Quantum computers (QCs) aim to disrupt the status-quo of computing -- replacing traditional systems and platforms that are driven by digital circuits and modular software -- with hardware and software that operates on the principle of quantum mechanics. QCs that rely on quantum mechanics can exploit quantum circuits (i.e., quantum bits for manipulating quantum gates) to achieve "quantum computational supremacy" over traditional, i.e., digital computing systems. Currently, the issues that impede mass-scale adoption of quantum systems are rooted in the fact that building, maintaining, and/or programming QCs is a complex and radically distinct engineering paradigm when compared to challenges of classical computing and software engineering. Quantum service orientation is seen as a solution that synergises the research on service computing and quantum software engineering (QSE) to allow developers and users to build and utilise quantum software services based on pay-per-shot utility computing model. The pay-per-shot model represents a single execution of instruction on quantum processing unit and it allows vendors (e.g., Amazon Braket) to offer their QC platforms, simulators, software services etc. to enterprises and individuals who do not need to own or maintain quantum systems. This research contributes by 1) developing a reference architecture for enabling quantum computing as a service, 2) implementing microservices with the quantum-classic split pattern as an architectural use-case, and 3) evaluating the reference architecture based on feedback by 22 practitioners. In the QSE context, the research focuses on unifying architectural methods and service-orientation patterns to promote reuse knowledge and best practices to tackle emerging and futuristic challenges of architecting and implementing Quantum Computing as a Service (QCaaS).

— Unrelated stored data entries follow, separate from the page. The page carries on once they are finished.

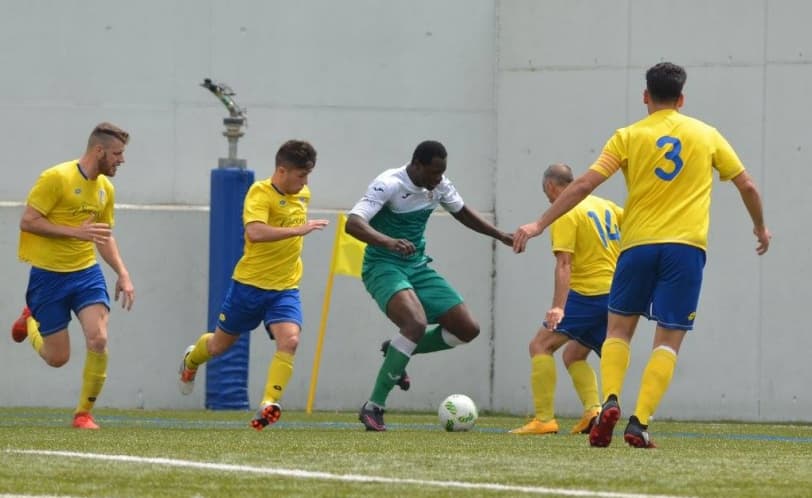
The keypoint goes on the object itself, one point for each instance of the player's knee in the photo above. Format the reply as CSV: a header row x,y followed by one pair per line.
x,y
216,348
97,344
56,360
414,330
288,344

翻译：量子计算机旨在颠覆计算领域的现状——用基于量子力学原理的硬件和软件取代由数字电路和模块化软件驱动的传统系统与平台。依赖量子力学的量子计算机可利用量子电路（即用于操控量子门的量子比特）实现相对于传统数字计算系统的"量子计算优越性"。当前阻碍量子系统大规模采用的问题根植于以下事实：相较于经典计算与软件工程的挑战，构建、维护和/或编程量子计算机是一种复杂且根本不同的工程范式。量子服务导向被视为一种解决方案，它协同服务计算研究与量子软件工程（QSE）的成果，使开发者和用户能够基于按次付费的效用计算模型构建和利用量子软件服务。按次付费模型代表在量子处理单元上执行单条指令，允许供应商（如Amazon Braket）向无需拥有或维护量子系统的企业和个人提供其量子计算平台、模拟器、软件服务等。本研究贡献如下：1）开发一种实现量子计算即服务的参考架构；2）以量子-经典分离模式实现微服务作为架构用例；3）基于22位从业者的反馈对参考架构进行评价。在QSE背景下，本研究聚焦于统一架构方法与服务导向模式，以促进知识复用和最佳实践，应对量子计算即服务（QCaaS）架构设计与实现中新兴及未来的挑战。